Je sens déjà la chaleur des flammes quand j'entends la voix de Fabio: 

- Lionceau, c'est toi? Par ici! J'arrive! 

Soudain je vois Fabio surgir des flammes. 

- Viens, monte derrière moi! 



Je n'avais pas vu qu'à cet endroit précis le feu n'était qu'un fin rideau peu important. Fabio se baisse sur sa monture, moi je ne vois pas une branche et je reçois un violent coup sur le front. Je m'accroche désespérément à Fabio. Un voile rouge se répand sur un de mes yeux, ça pique et puis cela brûle. On sort du feu, ma jument nous a suivis… Plus bas on retrouve Cesare, et on rejoint l'arbre où la fille nous attend. En les regardant je vois plein de frayeur sur leur visage, je suis maculé de sang. Je dois les rassurer plusieurs fois et je laisse ma jument se calmer. Fabio me bande la tête puis on repart. 



On croise encore des pompiers venus combattre le dernier foyer d'incendie, l'eau semble abondante maintenant. Cesare me supplie de retourner au palais, moi je décide qu'on doit les aider. On retourne au feu avec eux. On lutte tout le restant de la nuit pour vaincre définitivement l'incendie. Ensuite les camions partent vers le sud pour se porter au secours d'autres domaines en aval du nôtre. Nous on remonte en silence à cheval.
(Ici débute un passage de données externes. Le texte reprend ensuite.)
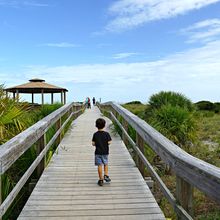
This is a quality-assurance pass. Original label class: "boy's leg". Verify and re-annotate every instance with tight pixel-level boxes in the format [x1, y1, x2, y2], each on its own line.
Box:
[104, 165, 108, 176]
[98, 165, 103, 180]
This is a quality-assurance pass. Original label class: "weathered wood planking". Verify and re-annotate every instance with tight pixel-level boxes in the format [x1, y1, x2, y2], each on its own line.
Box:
[105, 102, 220, 202]
[0, 103, 81, 174]
[18, 108, 165, 220]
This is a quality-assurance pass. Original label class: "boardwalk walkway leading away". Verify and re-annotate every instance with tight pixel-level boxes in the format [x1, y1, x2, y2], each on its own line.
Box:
[18, 107, 165, 220]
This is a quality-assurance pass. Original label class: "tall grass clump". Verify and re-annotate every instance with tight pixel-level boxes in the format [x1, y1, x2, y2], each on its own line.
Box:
[145, 91, 196, 149]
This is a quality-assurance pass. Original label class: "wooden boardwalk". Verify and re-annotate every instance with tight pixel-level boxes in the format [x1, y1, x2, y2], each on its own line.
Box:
[18, 107, 165, 220]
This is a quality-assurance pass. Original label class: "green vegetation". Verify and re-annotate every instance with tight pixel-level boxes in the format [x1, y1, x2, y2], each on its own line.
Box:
[145, 92, 195, 149]
[123, 101, 147, 118]
[0, 85, 62, 220]
[195, 101, 220, 113]
[120, 92, 220, 220]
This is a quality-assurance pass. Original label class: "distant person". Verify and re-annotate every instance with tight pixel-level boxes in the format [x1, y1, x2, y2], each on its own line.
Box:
[92, 118, 112, 186]
[92, 97, 95, 105]
[88, 97, 91, 108]
[85, 97, 89, 108]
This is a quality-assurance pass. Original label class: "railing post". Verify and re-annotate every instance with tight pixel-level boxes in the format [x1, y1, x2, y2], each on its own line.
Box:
[0, 174, 3, 220]
[122, 118, 128, 146]
[36, 134, 46, 177]
[56, 118, 62, 145]
[136, 133, 145, 177]
[176, 175, 193, 219]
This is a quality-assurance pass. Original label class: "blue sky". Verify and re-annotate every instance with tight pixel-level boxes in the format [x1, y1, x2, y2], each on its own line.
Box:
[0, 0, 220, 102]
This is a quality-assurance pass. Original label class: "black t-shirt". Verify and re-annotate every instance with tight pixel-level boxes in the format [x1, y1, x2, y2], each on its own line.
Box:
[92, 131, 112, 155]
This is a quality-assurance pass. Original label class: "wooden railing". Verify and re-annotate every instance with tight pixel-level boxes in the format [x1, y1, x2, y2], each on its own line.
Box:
[99, 102, 220, 219]
[0, 103, 84, 217]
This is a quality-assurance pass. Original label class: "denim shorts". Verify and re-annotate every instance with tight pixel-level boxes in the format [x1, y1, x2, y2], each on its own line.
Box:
[95, 154, 108, 166]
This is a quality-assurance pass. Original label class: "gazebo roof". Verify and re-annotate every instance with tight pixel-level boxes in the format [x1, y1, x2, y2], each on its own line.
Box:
[5, 79, 68, 93]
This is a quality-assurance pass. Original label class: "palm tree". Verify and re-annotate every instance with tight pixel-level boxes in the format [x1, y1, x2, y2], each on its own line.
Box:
[146, 91, 195, 148]
[0, 85, 30, 144]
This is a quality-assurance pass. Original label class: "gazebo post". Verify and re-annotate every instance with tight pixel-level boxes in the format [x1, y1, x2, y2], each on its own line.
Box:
[4, 78, 68, 105]
[51, 92, 53, 104]
[61, 90, 63, 104]
[32, 92, 34, 104]
[64, 91, 66, 104]
[41, 89, 44, 105]
[16, 89, 19, 102]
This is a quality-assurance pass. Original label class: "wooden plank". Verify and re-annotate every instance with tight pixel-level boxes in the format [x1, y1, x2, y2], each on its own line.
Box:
[0, 103, 82, 174]
[18, 106, 165, 220]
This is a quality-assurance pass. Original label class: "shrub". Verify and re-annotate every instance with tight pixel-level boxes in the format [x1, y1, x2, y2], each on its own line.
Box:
[195, 101, 215, 111]
[145, 91, 195, 147]
[125, 101, 142, 105]
[149, 91, 194, 111]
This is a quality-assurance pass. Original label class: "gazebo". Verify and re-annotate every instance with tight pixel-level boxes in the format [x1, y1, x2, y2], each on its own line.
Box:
[5, 79, 68, 105]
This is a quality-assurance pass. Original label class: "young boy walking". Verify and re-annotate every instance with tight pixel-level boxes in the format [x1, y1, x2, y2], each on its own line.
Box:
[92, 118, 112, 186]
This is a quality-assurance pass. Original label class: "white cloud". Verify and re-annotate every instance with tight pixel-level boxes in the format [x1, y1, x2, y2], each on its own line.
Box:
[39, 42, 80, 48]
[113, 53, 138, 59]
[106, 0, 219, 32]
[0, 0, 49, 8]
[180, 19, 220, 43]
[11, 41, 220, 101]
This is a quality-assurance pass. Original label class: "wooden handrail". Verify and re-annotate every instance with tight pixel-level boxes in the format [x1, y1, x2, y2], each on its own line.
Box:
[100, 102, 220, 218]
[0, 103, 84, 217]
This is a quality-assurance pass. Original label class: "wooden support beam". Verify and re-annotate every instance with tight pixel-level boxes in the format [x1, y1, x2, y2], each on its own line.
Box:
[51, 93, 53, 104]
[64, 91, 66, 104]
[61, 91, 63, 104]
[16, 89, 19, 102]
[122, 118, 129, 146]
[136, 133, 145, 177]
[36, 134, 46, 177]
[41, 89, 44, 105]
[31, 92, 34, 104]
[176, 176, 193, 219]
[55, 118, 62, 146]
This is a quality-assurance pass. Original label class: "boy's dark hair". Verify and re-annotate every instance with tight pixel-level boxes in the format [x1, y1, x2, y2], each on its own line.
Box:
[95, 118, 105, 129]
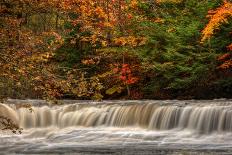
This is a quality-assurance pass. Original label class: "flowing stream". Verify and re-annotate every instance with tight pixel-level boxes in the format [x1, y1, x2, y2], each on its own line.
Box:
[0, 100, 232, 155]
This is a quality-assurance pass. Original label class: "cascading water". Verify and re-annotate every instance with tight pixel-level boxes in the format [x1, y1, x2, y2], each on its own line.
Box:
[0, 100, 232, 153]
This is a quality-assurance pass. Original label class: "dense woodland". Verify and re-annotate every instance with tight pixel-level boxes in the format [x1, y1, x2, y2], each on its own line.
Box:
[0, 0, 232, 100]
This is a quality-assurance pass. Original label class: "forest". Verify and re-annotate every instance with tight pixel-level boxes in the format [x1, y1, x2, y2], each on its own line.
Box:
[0, 0, 232, 100]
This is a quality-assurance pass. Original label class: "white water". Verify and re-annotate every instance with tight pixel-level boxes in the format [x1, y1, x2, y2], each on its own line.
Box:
[0, 100, 232, 154]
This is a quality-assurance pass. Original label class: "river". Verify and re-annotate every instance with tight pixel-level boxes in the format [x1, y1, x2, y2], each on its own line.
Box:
[0, 100, 232, 155]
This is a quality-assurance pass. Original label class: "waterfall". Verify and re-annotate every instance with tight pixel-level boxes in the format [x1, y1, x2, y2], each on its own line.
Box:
[0, 102, 232, 134]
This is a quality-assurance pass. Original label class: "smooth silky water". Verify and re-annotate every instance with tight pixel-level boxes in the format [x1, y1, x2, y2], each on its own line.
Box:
[0, 100, 232, 155]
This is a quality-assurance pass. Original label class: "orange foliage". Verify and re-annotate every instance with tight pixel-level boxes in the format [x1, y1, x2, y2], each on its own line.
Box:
[201, 1, 232, 42]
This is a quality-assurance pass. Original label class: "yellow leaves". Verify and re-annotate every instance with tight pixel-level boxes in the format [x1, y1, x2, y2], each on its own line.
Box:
[201, 1, 232, 43]
[106, 85, 124, 95]
[156, 0, 183, 3]
[153, 18, 165, 24]
[113, 36, 147, 47]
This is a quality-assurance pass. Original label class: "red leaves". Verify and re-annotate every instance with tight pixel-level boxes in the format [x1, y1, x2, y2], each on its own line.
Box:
[113, 64, 139, 85]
Aucun de nous ne dit mot jusqu'à l'entrée au village, on est trop fatigués. Les villageois sont excités: les domaines des Salvati sont sauvés. 



On s'arrête sur la place. Elle est pleine de monde, beaucoup de villageois sont sortis et discutent ensemble, louant le courage et l'efficacité de nos pompiers. Soudain, à notre arrivée, tout le monde se tait. Cesare et Fabio m'ont laissé devant et m'encadrent en retrait. Je tremble de fatigue, je veille pourtant à faire bonne figure et à rester bien droit sur mon cheval. Sa robe est tachée de rose, c'est Fabio qui me racontera ce détail plus tard. Du haut de mon cheval je harangue les gens, les félicitant pour leur courage et leur détermination dans l'aide qu'ils ont apporté aux pompiers. Au moment exact où je prends la parole une pluie abondante s'abat enfin sur nos terres, les villageois nous acclament comme si c'était nous qui l'avions provoquée. Le sang de ma blessure se mêle à l'eau de pluie, ma chemise devient entièrement rouge de sang. Je ne sais pas encore que je suis en train de créer une légende. La fille aînée du régisseur vient nous chercher. Elle prend les rênes de mon cheval en main. Soudain tous les villageois s'agenouillent devant notre passage. 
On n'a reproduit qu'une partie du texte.